Joining the ACC to criticise the final power plant rule is the American Petroleum Institute (API), which said the plan imposes unnecessary costs on states and US consumers, while overlooking natural gas’s potential to help cut emissions. The API also believes that the rule oversteps the EPA’s authority.
Similar concerns were echoed by key Republicans in Congress, including Senate majority leader Mitch McConnell and Jim Inhofe, who chairs the Senate environment and public works committee. McConnell warned that the new rule is projected to cost billions and threatens to ship US jobs overseas. Inhofe said it ‘represents a triumph of blind ideology over sound policy and honest compassion’. He added that the Senate, under a Republican majority, is ‘ready to push back’ on these regulations.
States protest power plan
On 5 August, 16 states petitioned the EPA to put the rule on hold. ‘This request is a necessary first step and prerequisite to confronting this illegal power grab by the Obama administration and EPA,’ said West Virginia attorney general Patrick Morrisey, who is leading the campaign against the rule.
David Doniger, who directs the Natural Resources Defense Council’s clean air programme, said the plan gives American industry ‘huge incentives’ to profit from industrial electricity efficiency, including combined heat and power. While Dallas Burtraw, an economist with Resources for the Future in Washington, DC, said there likely won’t be a noticeable rate change in electricity as a consequence of this rule.
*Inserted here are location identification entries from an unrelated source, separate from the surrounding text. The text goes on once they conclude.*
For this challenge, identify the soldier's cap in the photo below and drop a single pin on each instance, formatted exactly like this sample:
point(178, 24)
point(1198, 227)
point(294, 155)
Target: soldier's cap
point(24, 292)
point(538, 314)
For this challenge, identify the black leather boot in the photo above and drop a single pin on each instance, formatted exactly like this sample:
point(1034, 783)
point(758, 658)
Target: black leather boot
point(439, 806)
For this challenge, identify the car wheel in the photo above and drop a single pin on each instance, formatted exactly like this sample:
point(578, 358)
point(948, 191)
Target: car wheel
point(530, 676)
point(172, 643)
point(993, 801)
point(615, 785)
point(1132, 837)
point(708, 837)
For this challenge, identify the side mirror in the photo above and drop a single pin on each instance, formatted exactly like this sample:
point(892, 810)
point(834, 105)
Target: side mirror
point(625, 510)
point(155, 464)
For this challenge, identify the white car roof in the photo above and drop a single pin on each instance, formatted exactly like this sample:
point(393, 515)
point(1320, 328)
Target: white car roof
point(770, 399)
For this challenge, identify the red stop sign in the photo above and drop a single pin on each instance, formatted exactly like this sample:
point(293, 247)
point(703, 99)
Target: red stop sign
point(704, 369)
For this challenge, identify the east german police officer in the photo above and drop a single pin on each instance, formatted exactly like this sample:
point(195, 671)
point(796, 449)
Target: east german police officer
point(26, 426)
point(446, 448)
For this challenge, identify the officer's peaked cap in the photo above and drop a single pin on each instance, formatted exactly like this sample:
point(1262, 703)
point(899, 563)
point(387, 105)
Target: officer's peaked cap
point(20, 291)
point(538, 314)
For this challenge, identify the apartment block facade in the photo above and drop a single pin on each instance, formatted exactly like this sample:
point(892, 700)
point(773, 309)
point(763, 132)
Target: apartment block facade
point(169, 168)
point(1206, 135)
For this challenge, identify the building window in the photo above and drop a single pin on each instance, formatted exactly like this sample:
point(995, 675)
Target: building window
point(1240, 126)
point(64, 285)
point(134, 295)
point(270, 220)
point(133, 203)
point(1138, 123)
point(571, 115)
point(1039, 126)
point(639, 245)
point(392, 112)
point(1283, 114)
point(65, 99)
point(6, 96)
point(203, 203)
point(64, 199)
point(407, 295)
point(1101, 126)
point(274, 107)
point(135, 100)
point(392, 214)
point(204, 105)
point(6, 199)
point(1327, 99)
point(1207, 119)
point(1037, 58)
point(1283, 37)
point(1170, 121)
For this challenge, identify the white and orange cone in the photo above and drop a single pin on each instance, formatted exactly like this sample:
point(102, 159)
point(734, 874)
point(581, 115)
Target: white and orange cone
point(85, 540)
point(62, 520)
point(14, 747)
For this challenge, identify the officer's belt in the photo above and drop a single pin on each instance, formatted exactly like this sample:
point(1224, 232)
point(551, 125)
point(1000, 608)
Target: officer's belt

Although electricity rates will increase in states where coal is primarily used for electricity generation, he said those states typically already have relatively low electricity prices.
‘This rule is imposing a uniform standard across all states that closes the gap between those leadership states and the others that have yet to take steps to mitigate their carbon emissions,’ Burtraw tells Chemistry World. ‘Because it is such a flexible rule, it doesn’t require any plant to shut down,’ he says. ‘Every plant has multiple ways in which they can comply.’